Q: How do I tune for short vs long documents?

A: For short documents (tweets, titles): use a smaller window_size (2), and consider increasing max_phrase_length to capture the few meaningful phrases. For long documents: use SingleRank (cross-sentence windowing improves recall) or MultipartiteRank (topic clustering promotes diversity). Consider adjusting top_n relative to document length -- a 50-word tweet might only have 3-5 meaningful keyphrases, while a 5,000-word article might justify 20-30.


Q: What does use_pos_in_nodes do?

A: When True (the default), graph nodes are keyed as "lemma|POS" (e.g., "learning|NOUN" vs "learning|VERB"). This prevents different word senses from sharing a node, which improves precision when the same surface form is used as both a noun and a verb.

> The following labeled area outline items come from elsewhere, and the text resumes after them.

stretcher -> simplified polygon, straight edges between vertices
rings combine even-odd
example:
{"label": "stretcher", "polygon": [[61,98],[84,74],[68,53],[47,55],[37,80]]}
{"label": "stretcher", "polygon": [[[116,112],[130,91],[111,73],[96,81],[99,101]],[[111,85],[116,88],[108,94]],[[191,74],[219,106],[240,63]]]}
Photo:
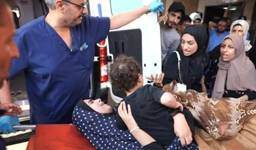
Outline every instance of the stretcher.
{"label": "stretcher", "polygon": [[35,130],[26,150],[97,150],[73,124],[20,125],[13,127]]}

Set to False to collapse all POS variants of the same lemma into one node, which can improve recall at the cost of conflating different senses.


Q: What does phrase_grouping do?

A: Controls how phrases are grouped for deduplication. "scrubbed_text" (the default) groups by lowercase surface form, so "Machine Learning" and "machine learning" merge into one entry. "lemma" groups by lemmatized form, merging "machine learning" and "machine learns" into one entry. Use "lemma" when you want canonical forms (e.g., for spreadsheets or databases); use "scrubbed_text" when you want output that reads naturally.